# 2011 HD with diesel no plow prep package?



## jerseydrew (Mar 6, 2010)

i just tried building an 11 f350 and when i add the diesel motor the option for plow package goes away. they don't want us plowing with diesels? i don't get it.


----------



## fatheadon1 (Dec 27, 2007)

i have a 2011 f350 diesel with plow prep, id bet its another option you have picked that is stoping you


----------



## exmark1 (Nov 30, 2005)

Yes they have them, I just bought my 2011 F-350 crew cab diesel and it has the plow prep package. He is right you must have something else that is stopping you from putting that package on the truck your trying to build.


----------



## SnowGuy73 (Apr 7, 2003)

I don't know about Ford, but I know that with Chev and Dodge if you have the diesel engine you automatically get the plow prep package.


----------



## jerseydrew (Mar 6, 2010)

if you go to the build sheet it is on the first list of options after you pick cab and bed size and i tried every combination of cab and bed with diesel and the option doesn't pop up. but as soon as i switch it to a gas motor the option is there on the first list. weird, maybe it's the differential i am picking for some reason on the diesel. i keep picking the electronic 3.31 rear gears.


----------



## fatheadon1 (Dec 27, 2007)

theres my sticker, it may be something online try going to a dealer


----------



## exmark1 (Nov 30, 2005)

jerseydrew;1135092 said:


> if you go to the build sheet it is on the first list of options after you pick cab and bed size and i tried every combination of cab and bed with diesel and the option doesn't pop up. but as soon as i switch it to a gas motor the option is there on the first list. weird, maybe it's the differential i am picking for some reason on the diesel. i keep picking the electronic 3.31 rear gears.

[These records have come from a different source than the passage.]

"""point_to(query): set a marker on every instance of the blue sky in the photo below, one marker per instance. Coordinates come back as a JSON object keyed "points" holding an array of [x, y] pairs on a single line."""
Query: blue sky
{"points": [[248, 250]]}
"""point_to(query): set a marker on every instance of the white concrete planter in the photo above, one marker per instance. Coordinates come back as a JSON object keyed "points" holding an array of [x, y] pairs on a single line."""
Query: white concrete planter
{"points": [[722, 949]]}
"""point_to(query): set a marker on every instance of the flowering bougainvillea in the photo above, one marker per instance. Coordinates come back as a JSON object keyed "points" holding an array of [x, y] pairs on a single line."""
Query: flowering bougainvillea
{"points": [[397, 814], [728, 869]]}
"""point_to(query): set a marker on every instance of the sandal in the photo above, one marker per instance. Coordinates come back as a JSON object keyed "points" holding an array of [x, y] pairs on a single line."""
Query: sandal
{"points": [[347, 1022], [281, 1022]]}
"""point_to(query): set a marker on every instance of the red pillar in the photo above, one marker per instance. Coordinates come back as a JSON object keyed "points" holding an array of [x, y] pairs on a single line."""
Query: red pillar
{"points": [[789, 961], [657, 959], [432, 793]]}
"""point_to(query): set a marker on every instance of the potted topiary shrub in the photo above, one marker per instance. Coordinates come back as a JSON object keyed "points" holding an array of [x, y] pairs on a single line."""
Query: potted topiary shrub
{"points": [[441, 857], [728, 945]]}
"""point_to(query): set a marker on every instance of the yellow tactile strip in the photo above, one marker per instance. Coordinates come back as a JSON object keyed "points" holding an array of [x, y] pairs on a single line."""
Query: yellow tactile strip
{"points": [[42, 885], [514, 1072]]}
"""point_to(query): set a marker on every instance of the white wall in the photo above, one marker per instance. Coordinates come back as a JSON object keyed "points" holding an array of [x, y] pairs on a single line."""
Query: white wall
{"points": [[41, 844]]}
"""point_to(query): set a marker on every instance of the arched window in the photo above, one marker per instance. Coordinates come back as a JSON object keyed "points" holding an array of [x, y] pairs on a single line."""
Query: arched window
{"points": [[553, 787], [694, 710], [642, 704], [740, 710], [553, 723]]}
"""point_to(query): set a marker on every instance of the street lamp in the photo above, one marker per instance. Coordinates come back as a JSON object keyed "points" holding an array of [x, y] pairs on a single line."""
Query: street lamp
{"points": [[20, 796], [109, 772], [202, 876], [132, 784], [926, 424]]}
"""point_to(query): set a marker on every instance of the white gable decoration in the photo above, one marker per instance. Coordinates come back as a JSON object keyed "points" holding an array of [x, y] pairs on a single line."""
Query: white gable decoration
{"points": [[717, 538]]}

I don't think the plow prep package is available with the 3.31 gears... I think I remember my dealer telling me that, I got the 3.55 gears on mine


----------



## Newdude (Dec 4, 2006)

Epic Lawn Care;1134896 said:


> I don't know about Ford, but I know that with Chev and Dodge if you have the diesel engine you automatically get the plow prep package.


Plow prep is not automatically equipped on a diesel with GM trucks. It is optional. For example, a 2011 GM truck with the duramax comes either with a 4800 or 5200 lbs axle rating depending on configuration. With plow prep they all go up to 6000 lbs.


----------



## EdNewman (Jan 27, 2004)

I believe in 2011, the plow prep package is only springs. Did you select max GVW springs as an option? That would conflict with plow prep but I believe get you the same result.


----------



## jerseydrew (Mar 6, 2010)

turns out it was the gears. you have to bump up to 3.55 gears for the plow option to be available.

thanks guys...


----------



## SnowGuy73 (Apr 7, 2003)

Newdude;1135768 said:


> Plow prep is not automatically equipped on a diesel with GM trucks. It is optional. For example, a 2011 GM truck with the duramax comes either with a 4800 or 5200 lbs axle rating depending on configuration. With plow prep they all go up to 6000 lbs.


They must have changed that then...


----------



## JK-Plow (Feb 10, 2008)

Ford's web site for building vehicles, does not always show the options available when building your vehicle. I built a few and with certain packages, it would not offer the tailgate step. Yet I knew the tailgate step was available with the option package that I picked. Curently to build a new F150, it does not show the plow package being available. It could be a similar problem with the vehicle that you are trying to build. The F250 and F350 both have the plow package with both engines and all cab configuration.

GM stopped making the plow package standard on the heavy duty trucks with the diesel engine back in 1999 or three model designs ago. Snow plows are not recommended on GM trucks with the diesel engine with the crew and extended cabs. The regular cab is the only model that is available with a plow prep package.


----------